The most usual toast, given after dinner (and the second grace, if said), is the loyal toast to the Sovereign. To obtain the necessary silence the toastmaster may say, without preamble, ‘Pray silence for your president/host/chairman’ etc. The principal host will then stand and give the toast. The variations are as follows:
– The first and principal loyal toast, as approved by The Queen, is ‘The Queen’. It is incorrect to use such forms as ‘I give you the loyal toast of Her Majesty The Queen’.
– The second loyal toast, which, if given, immediately follows the first, is ‘The Duke of Edinburgh, The Prince of Wales, and the other members of the Royal Family’.
– The loyal toast in Lancashire, Greater Manchester and Merseyside, and at Lancastrian organisations elsewhere in the country, is ‘The Queen, Duke of Lancaster’.
– In Jersey the toast of ‘The Queen, our Duke’ (ie Duke of Normandy) is local and unofficial, and used only when islanders are present. This toast is not used in the other Channel Islands.
Everybody else then stands up and the entire National Anthem may then be played (just the first six bars are played after a second loyal toast). When the music ends, glasses are raised and the toast is said – ‘The Queen’ – and drunk before everybody sits down again.
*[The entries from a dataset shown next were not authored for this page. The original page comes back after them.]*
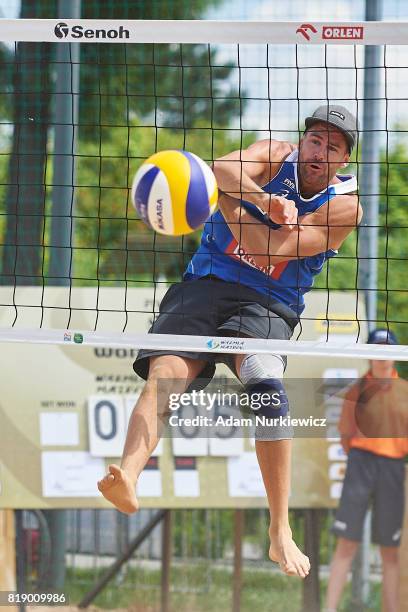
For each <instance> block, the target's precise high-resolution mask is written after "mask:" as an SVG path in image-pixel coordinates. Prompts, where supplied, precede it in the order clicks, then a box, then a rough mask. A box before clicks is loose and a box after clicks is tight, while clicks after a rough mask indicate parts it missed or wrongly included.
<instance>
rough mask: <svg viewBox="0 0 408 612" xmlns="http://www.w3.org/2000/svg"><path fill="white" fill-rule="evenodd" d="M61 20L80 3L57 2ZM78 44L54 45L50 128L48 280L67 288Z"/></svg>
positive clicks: (78, 45)
mask: <svg viewBox="0 0 408 612" xmlns="http://www.w3.org/2000/svg"><path fill="white" fill-rule="evenodd" d="M58 15H59V16H61V18H62V19H79V18H80V17H81V0H59V2H58ZM79 58H80V50H79V43H68V42H67V43H60V44H58V45H57V80H56V93H55V94H54V98H55V128H54V163H53V167H54V181H53V182H54V186H53V190H52V216H51V245H52V246H51V249H50V269H49V277H50V278H51V283H52V284H53V285H57V286H67V285H69V279H70V275H71V250H72V239H71V236H72V234H73V227H72V224H73V222H74V219H73V206H74V197H75V178H74V177H75V141H76V138H75V137H76V129H77V128H76V126H77V124H78V102H79V100H78V98H79Z"/></svg>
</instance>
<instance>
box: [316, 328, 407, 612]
mask: <svg viewBox="0 0 408 612" xmlns="http://www.w3.org/2000/svg"><path fill="white" fill-rule="evenodd" d="M367 343H368V344H397V338H396V336H395V334H394V333H393V332H392V331H389V330H387V329H375V330H373V331H372V332H371V333H370V335H369V337H368V339H367ZM407 398H408V383H407V381H404V380H401V379H399V378H398V372H397V371H396V369H395V368H394V362H393V361H388V360H382V361H371V362H370V369H369V371H368V372H367V373H366V374H365V376H363V377H362V378H361V379H359V380H357V381H356V383H355V384H354V385H352V386H351V387H350V388H349V389H348V391H347V393H346V396H345V399H344V404H343V409H342V413H341V418H340V421H339V432H340V436H341V443H342V446H343V449H344V451H345V452H346V453H347V471H346V475H345V478H344V483H343V488H342V492H341V499H340V505H339V508H338V510H337V513H336V519H335V521H334V524H333V531H334V533H335V534H336V535H337V536H338V540H337V546H336V550H335V552H334V555H333V560H332V564H331V568H330V576H329V584H328V588H327V595H326V606H327V608H326V611H327V612H336V610H337V606H338V604H339V601H340V597H341V594H342V592H343V589H344V586H345V584H346V581H347V575H348V572H349V569H350V566H351V562H352V560H353V558H354V555H355V554H356V552H357V549H358V546H359V544H360V541H361V538H362V534H363V526H364V520H365V516H366V513H367V511H368V508H369V506H370V505H372V507H373V521H372V538H373V542H374V543H375V544H378V545H379V547H380V553H381V559H382V567H383V579H382V610H384V611H385V612H397V610H398V585H399V555H398V549H399V545H400V542H401V530H402V523H403V517H404V497H405V495H404V483H405V462H404V459H405V457H406V455H408V437H407V435H408V418H407V417H408V411H407Z"/></svg>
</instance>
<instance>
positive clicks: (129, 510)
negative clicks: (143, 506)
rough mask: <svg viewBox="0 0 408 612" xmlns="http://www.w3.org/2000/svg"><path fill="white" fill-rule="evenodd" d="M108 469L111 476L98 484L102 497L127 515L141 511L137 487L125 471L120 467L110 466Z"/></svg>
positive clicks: (109, 474) (108, 474)
mask: <svg viewBox="0 0 408 612" xmlns="http://www.w3.org/2000/svg"><path fill="white" fill-rule="evenodd" d="M108 469H109V474H106V476H105V477H104V478H102V480H99V482H98V489H99V490H100V492H101V493H102V495H103V496H104V497H105V498H106V499H107V500H108V501H110V502H111V504H113V505H114V506H115V507H116V508H117V509H118V510H120V511H121V512H124V513H125V514H132V513H133V512H136V510H139V504H138V501H137V499H136V492H135V485H134V483H133V482H132V481H131V480H130V478H129V476H128V475H127V474H126V472H125V470H122V469H121V468H120V467H119V466H118V465H109V466H108Z"/></svg>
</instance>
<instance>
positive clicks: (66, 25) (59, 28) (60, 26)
mask: <svg viewBox="0 0 408 612" xmlns="http://www.w3.org/2000/svg"><path fill="white" fill-rule="evenodd" d="M68 32H69V28H68V26H67V24H66V23H62V22H61V23H57V25H56V26H55V28H54V34H55V36H56V37H57V38H66V37H67V36H68Z"/></svg>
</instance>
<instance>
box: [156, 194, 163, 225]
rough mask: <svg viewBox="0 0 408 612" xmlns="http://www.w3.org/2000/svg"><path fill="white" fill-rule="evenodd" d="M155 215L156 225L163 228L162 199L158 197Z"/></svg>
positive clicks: (162, 203)
mask: <svg viewBox="0 0 408 612" xmlns="http://www.w3.org/2000/svg"><path fill="white" fill-rule="evenodd" d="M156 217H157V225H158V226H159V228H160V229H163V230H164V223H163V200H162V199H161V198H160V199H159V200H156Z"/></svg>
Glasses should never be raised during the National Anthem.
A speaker proposing a toast (other than the loyal toast) should make this clear at the end of the speech in some such form as ‘I give you the toast of ……’, or ‘I ask you to rise and drink to the toast of ……’. This obviates any need for the toastmaster to say ‘The toast is ……’. The toastmaster should be given the form in which he is to make all announcements in writing.